Incredibly simple yet satisfying, it's no wonder this dish became famous so quickly in San Francisco. Chewy egg noodles tossed in lots of garlic, butter, and umami-loaded sauces...it's the perfect pairing to any fish, seafood, or chicken!
- 600 g cooked egg noodles (if not using cooked egg noodles, see note)
- 8 cloves garlic, minced or pounded in a mortar and pestle into a rough paste
- 3 Tbsp unsalted butter
- 1 Tbsp olive oil
- 1 Tbsp oyster sauce
- 1 Tbsp Golden Mountain Sauce, or sub Maggi Seasoning or soy sauce (see note)
- 1 Tbsp Fish sauce
- 35 g finely grated parmesan cheese (about ½ cup)
- Freshly ground black or white pepper, to taste
- 1 lemon, optional but highly recommended!
- 1 green onion, chopped
- If using fresh but raw noodles, you will need about 350g to end up with about 600g of cooked noodles. If using dry noodles, you will need about 275g. This will vary between noodles so you should weigh the cooked noodles and adjust the amount of sauce as needed.
- Golden Mountain Sauce is a type of soy sauce used often in Thailand. See this video for further explanation of different Thai cooking sauces.
- If using pre-cooked egg noodles that have been tossed in oil like the ones shown in the video, gently pull the noodles apart, then give them a quick rinse under cold water to wash off some of the oil they’re coated in. Drain and rest them on a paper towel-lined plate to absorb excess water. Tip: If the noodles are cold and are hard to pull apart, heat them in the microwave on 50% power, a minute at a time, just until they are warm enough to be separated. If using uncooked noodles, cook them off according to package instructions, then drain, rinse in cold water and set aside. Weigh the noodles to check the amount you have and adjust the amount of sauce up or down accordingly.
- Pound the garlic in a mortar and pestle into a rough paste or mince them.
- Combine oyster sauce, fish sauce, and Golden Mountain sauce in a small bowl.
- Add oil and butter to a wok and melt the butter over low heat.

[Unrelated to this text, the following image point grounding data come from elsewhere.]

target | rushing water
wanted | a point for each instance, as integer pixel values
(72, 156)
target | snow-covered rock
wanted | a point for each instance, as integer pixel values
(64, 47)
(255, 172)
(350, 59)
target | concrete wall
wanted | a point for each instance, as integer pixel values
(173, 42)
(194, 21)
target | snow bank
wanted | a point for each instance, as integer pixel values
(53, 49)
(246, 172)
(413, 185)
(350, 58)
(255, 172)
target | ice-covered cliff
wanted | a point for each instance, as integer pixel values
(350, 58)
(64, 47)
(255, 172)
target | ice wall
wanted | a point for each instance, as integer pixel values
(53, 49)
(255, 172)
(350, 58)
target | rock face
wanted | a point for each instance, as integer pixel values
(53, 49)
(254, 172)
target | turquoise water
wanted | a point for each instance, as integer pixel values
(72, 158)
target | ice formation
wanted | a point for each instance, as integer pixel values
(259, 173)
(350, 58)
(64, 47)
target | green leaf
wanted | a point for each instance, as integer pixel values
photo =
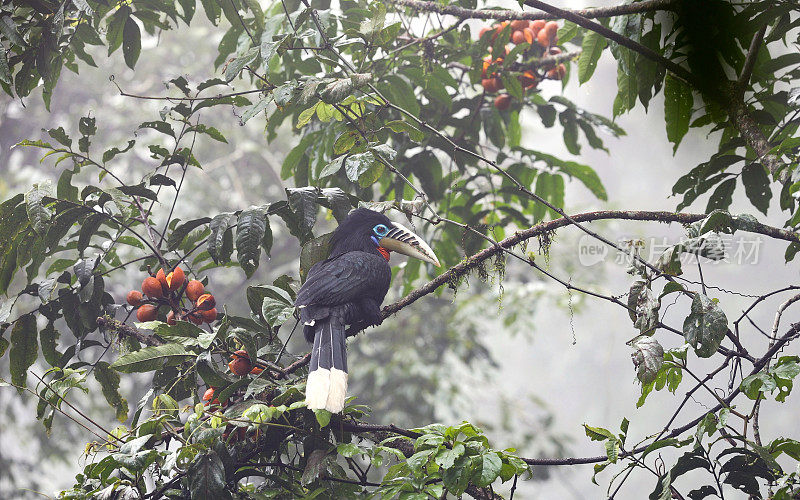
(722, 197)
(38, 214)
(592, 48)
(678, 102)
(24, 348)
(401, 126)
(323, 418)
(145, 359)
(491, 465)
(163, 127)
(303, 202)
(706, 325)
(60, 135)
(586, 175)
(447, 457)
(249, 232)
(237, 65)
(756, 186)
(598, 433)
(131, 42)
(109, 382)
(207, 478)
(219, 225)
(178, 234)
(275, 312)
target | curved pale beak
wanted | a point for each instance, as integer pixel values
(401, 240)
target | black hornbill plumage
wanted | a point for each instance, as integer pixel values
(347, 289)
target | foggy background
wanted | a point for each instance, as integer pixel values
(560, 362)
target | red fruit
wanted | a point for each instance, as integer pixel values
(502, 102)
(194, 290)
(240, 363)
(205, 302)
(175, 279)
(543, 39)
(528, 80)
(152, 288)
(490, 85)
(537, 26)
(209, 316)
(134, 298)
(162, 278)
(519, 24)
(557, 73)
(529, 36)
(146, 312)
(551, 28)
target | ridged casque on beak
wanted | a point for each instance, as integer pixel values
(401, 240)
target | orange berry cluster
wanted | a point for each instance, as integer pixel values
(522, 31)
(240, 364)
(169, 290)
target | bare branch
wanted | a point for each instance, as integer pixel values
(502, 15)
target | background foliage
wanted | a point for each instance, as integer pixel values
(388, 108)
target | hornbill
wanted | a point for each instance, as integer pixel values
(347, 289)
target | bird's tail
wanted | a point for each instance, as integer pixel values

Add the garlic and cook for about 3-4 mins or until very fragrant, keeping the heat low so as to not brown the garlic.
- Add the noodles and the sauce, then turn the heat up to high and toss until the noodles are hot and all the sauce has been absorbed.
- Remove from heat, then stir in parmesan cheese. If you want you can stir in a squeeze of lemon at this stage, or serve the lemon as wedges on the side.
- Plate, and garnish with black or white pepper and green onions if desired.
- Serve with a lemon wedge and enjoy!